Stephen McBean’s latest offering as a Pink Mountaintop, rather than a Black Mountain of course, is a stomp-fuzz-fizz-pop number that echoes those few records of your dad’s that, y'know – if pushed – you’d admit were actually pretty cool. This would be an ideal juncture to proffer a word like ‘Velvets’, but that’s already noted on the press release. Oh. Whoops.
Neat couplets and a guitar that possesses a tone that can’t be bound by time – so placeless is it that it’s almost certainly trapped between dimensions – combine to create a song, ‘Single Life’, that’s addictive in its deceptive simplicity. It’s the purest of pop songs, all hooks and lines and sinkers, drizzled in technicolour uppers and uppers and uppers ‘til the listener’s left positively euphoric. It’ll breathe fresh life into even the most previously disinterested of attentions.

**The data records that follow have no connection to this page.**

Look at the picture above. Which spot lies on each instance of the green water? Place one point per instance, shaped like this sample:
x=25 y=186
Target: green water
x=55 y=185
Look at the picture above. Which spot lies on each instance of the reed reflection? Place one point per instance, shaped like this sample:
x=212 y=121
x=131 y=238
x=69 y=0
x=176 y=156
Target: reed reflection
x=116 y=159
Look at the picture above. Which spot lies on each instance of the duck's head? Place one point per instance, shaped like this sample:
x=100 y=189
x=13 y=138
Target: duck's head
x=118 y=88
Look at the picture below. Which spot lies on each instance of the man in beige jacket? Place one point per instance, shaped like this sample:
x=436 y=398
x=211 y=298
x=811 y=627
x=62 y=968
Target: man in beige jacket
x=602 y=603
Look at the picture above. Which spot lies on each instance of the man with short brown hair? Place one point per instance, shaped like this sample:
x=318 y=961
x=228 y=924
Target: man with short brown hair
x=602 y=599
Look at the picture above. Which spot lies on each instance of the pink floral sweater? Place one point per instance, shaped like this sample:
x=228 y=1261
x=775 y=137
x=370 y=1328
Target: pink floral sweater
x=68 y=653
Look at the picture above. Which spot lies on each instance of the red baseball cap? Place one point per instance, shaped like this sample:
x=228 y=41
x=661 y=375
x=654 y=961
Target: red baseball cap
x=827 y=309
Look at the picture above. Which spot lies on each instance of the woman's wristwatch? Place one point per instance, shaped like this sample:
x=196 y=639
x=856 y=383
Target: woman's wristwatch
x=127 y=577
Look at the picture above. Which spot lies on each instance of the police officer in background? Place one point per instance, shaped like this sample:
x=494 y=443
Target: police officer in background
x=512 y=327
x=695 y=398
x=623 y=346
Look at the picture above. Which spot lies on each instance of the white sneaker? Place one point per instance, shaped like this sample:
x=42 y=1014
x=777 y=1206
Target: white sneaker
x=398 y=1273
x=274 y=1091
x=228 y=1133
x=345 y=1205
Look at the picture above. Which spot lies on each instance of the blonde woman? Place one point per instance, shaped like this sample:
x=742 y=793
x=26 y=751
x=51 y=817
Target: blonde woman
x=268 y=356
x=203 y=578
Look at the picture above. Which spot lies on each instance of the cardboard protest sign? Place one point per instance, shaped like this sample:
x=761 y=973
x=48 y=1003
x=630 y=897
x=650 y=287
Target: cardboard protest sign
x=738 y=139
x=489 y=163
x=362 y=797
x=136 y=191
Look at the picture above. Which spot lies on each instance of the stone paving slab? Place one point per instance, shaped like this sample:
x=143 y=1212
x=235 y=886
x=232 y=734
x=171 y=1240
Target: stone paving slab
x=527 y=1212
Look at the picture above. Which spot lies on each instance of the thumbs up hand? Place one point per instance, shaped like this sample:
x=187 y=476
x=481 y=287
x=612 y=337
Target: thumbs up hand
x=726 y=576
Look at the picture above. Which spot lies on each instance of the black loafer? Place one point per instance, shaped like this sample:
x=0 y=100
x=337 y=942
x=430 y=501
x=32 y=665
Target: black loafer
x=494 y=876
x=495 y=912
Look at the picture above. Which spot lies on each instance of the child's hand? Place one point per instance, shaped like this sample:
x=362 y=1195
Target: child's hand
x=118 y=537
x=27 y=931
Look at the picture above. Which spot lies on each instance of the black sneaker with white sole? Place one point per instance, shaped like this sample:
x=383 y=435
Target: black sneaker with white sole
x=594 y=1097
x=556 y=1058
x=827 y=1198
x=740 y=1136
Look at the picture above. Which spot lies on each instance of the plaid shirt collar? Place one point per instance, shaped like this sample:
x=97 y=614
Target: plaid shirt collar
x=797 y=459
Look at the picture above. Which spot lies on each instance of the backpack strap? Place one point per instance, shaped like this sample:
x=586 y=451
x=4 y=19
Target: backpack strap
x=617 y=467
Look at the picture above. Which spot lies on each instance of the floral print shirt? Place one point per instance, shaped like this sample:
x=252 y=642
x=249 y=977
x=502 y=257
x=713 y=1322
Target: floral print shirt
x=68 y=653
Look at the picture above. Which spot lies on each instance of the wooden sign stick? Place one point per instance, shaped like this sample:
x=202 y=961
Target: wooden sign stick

Flipside ‘My Best Friend’ is the comedown: it’s infinitely more introspective of style than its neighbouring piece, and again benefits amazingly from not sounding tied to a particular scene or time – the music of Pink Mountaintops can’t be confined by passing weeks and months; it won’t fade from fashion because at no point will it be _in_, as it were. And it’s all the greater for this aspect: mellowed-out and melancholic, yet boisterous and celebratory but a moment later.
It’s pop, perfectly formed but ever so slightly odd, too.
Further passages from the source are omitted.